Beyond its grantmaking for women and girls, the Firelight Foundation’s grants for global development primarily center around education. In Malawi, Tanzania, and Zambia it supports Early Childhood Development Systems that promote “high-quality early childhood development (ECD) programs, greater social support to parents and/or children, and higher educational or language stimulation in the home.” The foundation supports local, community-based ECD programs that work towards “building basic infrastructure, creating supportive learning environments, and training ECD caregivers,” as well as related efforts such as financial services to empower families, childhood nutrition services and education, HIV testing and counseling, and fundraising “income-generating activities” to support ECD centers. Firelight provides both support funding and organizational knowledge to build the capacity of these community-based efforts.

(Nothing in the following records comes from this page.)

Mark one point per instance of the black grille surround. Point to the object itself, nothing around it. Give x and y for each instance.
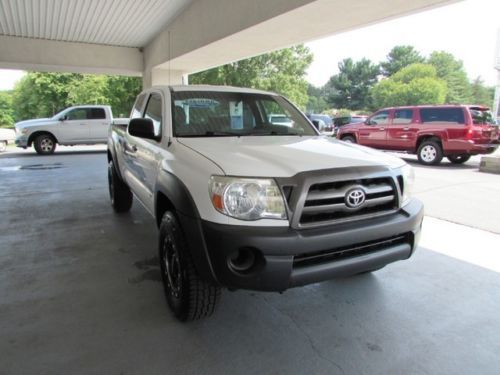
(318, 198)
(335, 254)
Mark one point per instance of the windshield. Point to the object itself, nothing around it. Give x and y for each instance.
(481, 116)
(217, 114)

The Firelight Foundation also awards grants for Strengthening Primary Education in Tanzania, where the government's initiative to provide “fee-free” nationwide primary education has left many schools underfunded. The foundation supports organizations that take a “holistic and innovative approach to address key challenges that limit children’s success in school,” with a wide range of strategies, including community-involvement, teacher training in “child-friendly pedagogy,” after school learning, remedial classes, and home tutoring. Firelight generally offers “organizational capacity building and tailored technical capacity building” to improve how organizations measure and evaluate their impact. Firelight’s partners in Tanzania include the Tanzania Home Economics Association, HakiElimu, and Safina Women’s Association. 

Grants for Global Health and Diseases

Firelight takes a broad approach toward philanthropy. It invests in a variety of areas including nutrition and education. While its global health strategy remains less clear, Firelight prioritizes preventive care and treatment for HIV/AIDS. The foundation’s grants for Upholding the Rights of Vulnerable Children are primarily aimed at children that have been “orphaned and left even more vulnerable to HIV and AIDS, child abuse, malnutrition, and poverty.” Working mainly in Lesotho, it funds general operating support and capacity building efforts for organizations that serve as “the first point of psychosocial support in communities devastated by HIV, a training platform in income-generating activities for families, and a referral point to external social services.” Some of these grantees include Lesotho Child Counselling Center, Nazareth Support Group, Lefikeng Disable and Social Training Center and Lesotho Society of Mentally Handicapped Persons.

Important Grant Details:

Firelight is not transparent about its grantees awards, but tax filings reveal that grants generally range from $10,000 to $100,000. The foundation only operates in a select few countries in East and Southern Africa—namely Malawi, Tanzania, Zambia, Rwanda, and Lesotho. Grantseekers may review the foundation’s Grantee Map for more information about its grantmaking habits.

The Firelight Foundation is not actively seeking proposals, but grantseekers may contact the foundation with general inquiries.